A new report has suggested UK employers are struggling to hire workers with strong digital skills.

Digital skills gap still a major problem among UK businesses

A new report by the UK Commission for Employment and Skills has suggested that UK employers are still struggling to hire workers with strong digital skills.

Lacking in creativity

In this technological age, where we are all digitally connected through social media platforms, email chains and app technology, it is becoming increasingly crucial for workers to know the ins and outs of the digital sector. This is most apparent in the creative sector, where there are currently 33 vacancies per 1,000 jobs - much higher than the national average of 24. The industry may have seen accelerated growth in the last five years, and the report states that 36,000 new roles will be created by 2022, but increasing digitisation has placed a strain on skills.

Look at online content, for example. Should creative teams create it in isolation; you now need social media to promote it, an interactive website to maintain customer engagement and possibly even an app to target certain demographics.

So if the digital skills gap is widening among small and large companies all over the UK, what is the solution? The report states that the main focus should be on education, whether it be schools encouraging young students to develop this skillset, or whether it is universities working with employers to offer courses on various internship and apprenticeship schemes.

New schemes

It is therefore hardly a surprise that various organisations are looking to help integrated skills in global companies. The Digital Skills Academy recently unveiled its International BSc (Hons) in Digital Technology, Design and Innovation, which will be launched this October and already has participants from the USA, UK, Ireland and Africa.

Josh Abbott, permanent team lead for retail IT at ReThink Recruitment, said: "The need for multichannel expertise within the IT space is only going to continue to rise… Having engagement from the businesses that are likely to gain from it will be the essential point. When it comes to hiring skilled permanent IT staff there is a real war for talent and having the ability and procedures in place to grow your own talent is essential to forward planning and maintaining a strong workforce."
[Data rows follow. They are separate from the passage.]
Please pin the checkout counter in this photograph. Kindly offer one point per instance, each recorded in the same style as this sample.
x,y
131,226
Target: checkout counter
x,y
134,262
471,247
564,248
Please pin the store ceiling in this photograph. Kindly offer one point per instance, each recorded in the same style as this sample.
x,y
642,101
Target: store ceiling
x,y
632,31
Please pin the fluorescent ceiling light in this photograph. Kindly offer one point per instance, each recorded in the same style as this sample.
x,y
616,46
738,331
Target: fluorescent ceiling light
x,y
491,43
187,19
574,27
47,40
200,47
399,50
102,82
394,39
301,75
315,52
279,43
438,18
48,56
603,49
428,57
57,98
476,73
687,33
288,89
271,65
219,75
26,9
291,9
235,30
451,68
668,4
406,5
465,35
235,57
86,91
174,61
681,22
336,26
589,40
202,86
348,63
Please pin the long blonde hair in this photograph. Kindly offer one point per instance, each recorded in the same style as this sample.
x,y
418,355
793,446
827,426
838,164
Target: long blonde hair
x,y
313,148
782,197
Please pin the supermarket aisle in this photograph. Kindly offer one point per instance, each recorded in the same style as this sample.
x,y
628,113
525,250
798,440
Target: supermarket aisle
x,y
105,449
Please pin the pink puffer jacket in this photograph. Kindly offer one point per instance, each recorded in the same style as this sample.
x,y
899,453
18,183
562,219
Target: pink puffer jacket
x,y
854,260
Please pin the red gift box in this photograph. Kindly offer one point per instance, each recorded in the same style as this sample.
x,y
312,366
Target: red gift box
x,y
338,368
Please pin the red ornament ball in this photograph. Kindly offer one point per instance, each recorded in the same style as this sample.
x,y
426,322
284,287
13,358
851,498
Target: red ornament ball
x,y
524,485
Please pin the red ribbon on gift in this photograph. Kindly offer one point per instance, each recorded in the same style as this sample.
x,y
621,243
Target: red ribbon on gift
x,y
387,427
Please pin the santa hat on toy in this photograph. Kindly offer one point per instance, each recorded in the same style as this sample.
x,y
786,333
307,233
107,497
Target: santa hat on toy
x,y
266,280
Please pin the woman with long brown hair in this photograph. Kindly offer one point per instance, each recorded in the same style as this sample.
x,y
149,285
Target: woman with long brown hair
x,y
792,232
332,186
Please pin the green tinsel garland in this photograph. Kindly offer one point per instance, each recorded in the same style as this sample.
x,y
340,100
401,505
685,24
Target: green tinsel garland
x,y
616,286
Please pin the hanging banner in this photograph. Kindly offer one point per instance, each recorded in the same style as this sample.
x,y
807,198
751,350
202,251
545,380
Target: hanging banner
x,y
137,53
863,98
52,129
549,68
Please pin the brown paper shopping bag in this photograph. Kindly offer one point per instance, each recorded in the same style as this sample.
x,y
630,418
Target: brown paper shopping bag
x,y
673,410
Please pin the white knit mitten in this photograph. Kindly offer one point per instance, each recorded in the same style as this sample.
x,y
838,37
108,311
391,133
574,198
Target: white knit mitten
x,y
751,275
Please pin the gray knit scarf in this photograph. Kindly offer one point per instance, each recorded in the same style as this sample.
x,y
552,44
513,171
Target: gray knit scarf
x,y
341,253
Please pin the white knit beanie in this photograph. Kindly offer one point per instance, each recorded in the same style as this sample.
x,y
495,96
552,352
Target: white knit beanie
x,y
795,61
Already, large companies such as John Lewis and Marks & Spencer have highlighted the challenge they face in recruiting staff with the suitable digital skills, and over 500 employers are now supporting programmes such as the Tech Partnership that looks to help employees further.

It is obvious that a lot of work still needs to be done, but when you consider that seven per cent of adults in 2014 came online within the last two years, you can begin to appreciate that there is much to do be done to upskill individuals. By boosting digital skills, you are not only establishing yourself a healthy workforce, but one whose experience of work will be enhanced. Digital versatility and accessibility really are the buzzwords for employers living in today's landscape.